← Open WebUI Changelog
v0.6.27
Sep 9, 2025 (5mo ago)
View on GitHub →
[0.6.27] - 2025-09-09
Added
- 📁 Emoji folder icons were added, allowing users to personalize workspace organization with visual cues, including improved chevron display. Commit, Commit, Commit, Commit
- 📁 The 'Search Collection' input field now dynamically displays the total number of files within the knowledge base.
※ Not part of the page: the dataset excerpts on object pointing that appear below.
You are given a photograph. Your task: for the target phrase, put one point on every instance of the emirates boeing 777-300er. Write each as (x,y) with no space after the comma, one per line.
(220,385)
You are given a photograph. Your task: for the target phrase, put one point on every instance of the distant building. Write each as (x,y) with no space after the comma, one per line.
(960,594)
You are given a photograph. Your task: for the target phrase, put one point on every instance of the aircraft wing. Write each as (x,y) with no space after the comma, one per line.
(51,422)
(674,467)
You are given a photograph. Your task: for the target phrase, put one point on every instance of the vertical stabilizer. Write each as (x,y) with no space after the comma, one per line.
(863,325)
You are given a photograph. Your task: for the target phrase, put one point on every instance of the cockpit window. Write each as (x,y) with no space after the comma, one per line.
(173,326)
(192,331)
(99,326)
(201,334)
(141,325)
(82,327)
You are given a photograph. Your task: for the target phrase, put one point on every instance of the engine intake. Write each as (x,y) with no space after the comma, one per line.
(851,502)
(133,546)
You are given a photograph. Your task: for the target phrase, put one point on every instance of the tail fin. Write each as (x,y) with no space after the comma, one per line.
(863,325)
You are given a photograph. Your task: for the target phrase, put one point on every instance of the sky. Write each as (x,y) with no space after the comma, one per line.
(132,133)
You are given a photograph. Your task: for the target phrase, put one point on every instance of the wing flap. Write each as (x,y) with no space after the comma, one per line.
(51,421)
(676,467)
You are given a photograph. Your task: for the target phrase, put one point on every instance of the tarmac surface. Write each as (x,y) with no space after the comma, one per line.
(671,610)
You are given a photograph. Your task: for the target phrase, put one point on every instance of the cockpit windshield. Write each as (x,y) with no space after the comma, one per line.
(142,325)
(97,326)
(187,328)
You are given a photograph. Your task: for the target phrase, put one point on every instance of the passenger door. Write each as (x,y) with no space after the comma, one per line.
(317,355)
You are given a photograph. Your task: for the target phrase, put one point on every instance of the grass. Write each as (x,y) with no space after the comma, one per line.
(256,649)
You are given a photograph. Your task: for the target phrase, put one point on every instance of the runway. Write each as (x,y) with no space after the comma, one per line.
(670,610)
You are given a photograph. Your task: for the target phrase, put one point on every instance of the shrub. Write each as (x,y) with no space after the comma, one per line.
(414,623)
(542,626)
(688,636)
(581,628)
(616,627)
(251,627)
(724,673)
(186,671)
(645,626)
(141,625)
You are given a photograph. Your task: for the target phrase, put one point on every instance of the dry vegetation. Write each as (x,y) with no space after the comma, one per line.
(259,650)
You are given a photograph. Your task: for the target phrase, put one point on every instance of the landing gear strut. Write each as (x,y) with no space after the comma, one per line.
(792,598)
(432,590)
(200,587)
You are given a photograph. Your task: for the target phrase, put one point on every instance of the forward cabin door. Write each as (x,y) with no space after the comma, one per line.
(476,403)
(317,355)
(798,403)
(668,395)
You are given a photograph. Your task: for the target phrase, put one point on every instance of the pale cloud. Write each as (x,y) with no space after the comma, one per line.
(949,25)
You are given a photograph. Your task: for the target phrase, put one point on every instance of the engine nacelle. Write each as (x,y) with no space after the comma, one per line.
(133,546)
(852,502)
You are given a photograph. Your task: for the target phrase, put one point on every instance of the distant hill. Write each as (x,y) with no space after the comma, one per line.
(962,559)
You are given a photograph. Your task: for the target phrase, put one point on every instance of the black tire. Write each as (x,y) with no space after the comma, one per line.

Commit
- ☁️ A provider toggle in connection settings now allows users to manually specify Azure OpenAI deployments. Commit
- ⚡ Model list caching performance was optimized by fixing cache key generation to reduce redundant API calls. #17158
- 🎨 Azure OpenAI image generation is now supported, with configurations for IMAGES_OPENAI_API_VERSION via environment variable and admin UI. #17147, #16274, Docs:#679
- ⚡ Comprehensive N+1 query performance is optimized by reducing database queries from 1+N to 1+1 patterns across major listing endpoints. #17165, #17160, #17161, #17162, #17159, #17166
- ⚡ The PDF.js library is now dynamically loaded, significantly reducing initial page load size and improving responsiveness. #17222
- ⚡ The heic2any library is now dynamically loaded across various message input components, including channels, for faster page loads. #17225, #17229
- 📚 The knowledge API now supports a "delete_file" query parameter, allowing configurable file deletion behavior. Commit
- 📊 Llama.cpp timing statistics are now integrated into the usage field for comprehensive model performance metrics. Commit
- 🗄️ The PGVECTOR_CREATE_EXTENSION environment variable now allows control over automatic pgvector extension creation. Commit, Commit, Docs:#672
- 🔒 Comprehensive server-side OAuth token management was implemented, securely storing encrypted tokens in a new database table and introducing an automatic refresh mechanism, enabling seamless and secure forwarding of valid user-specific OAuth tokens to downstream services, including OpenAI-compatible endpoints and external tool servers via the new "system_oauth" authentication type, resolving long-standing issues such as large token size limitations, stale/expired tokens, and reliable token propagation, and enhancing overall security by minimizing client-side token exposure, configurable via "ENABLE_OAUTH_ID_TOKEN_COOKIE" and "OAUTH_SESSION_TOKEN_ENCRYPTION_KEY" environment variables. Docs:#683, #17210, #8957, #11029, #17178, #17183, Commit, Commit, Commit, Commit, Commit, Commit, Commit, Commit, Commit, Commit
- 🔒 Conditional Permission Hardening for OpenShift Deployments: Added a build argument to enable optional permission hardening for OpenShift and container environments. Commit
- 👥 Regex pattern support is added for OAuth blocked groups, allowing more flexible group filtering rules. Commit
- 💬 Web search result display was enhanced to include titles and favicons, providing a clearer overview of search sources. Commit, Commit, Commit, #17197, #14179, Commit, Commit, Commit, Commit, Commit, Commit
- 💬 A new setting was added to control whether clicking a suggested prompt automatically sends the message or only inserts the text. #17192, Commit
- 🔄 Various improvements were implemented across the frontend and backend to enhance performance, stability, and security.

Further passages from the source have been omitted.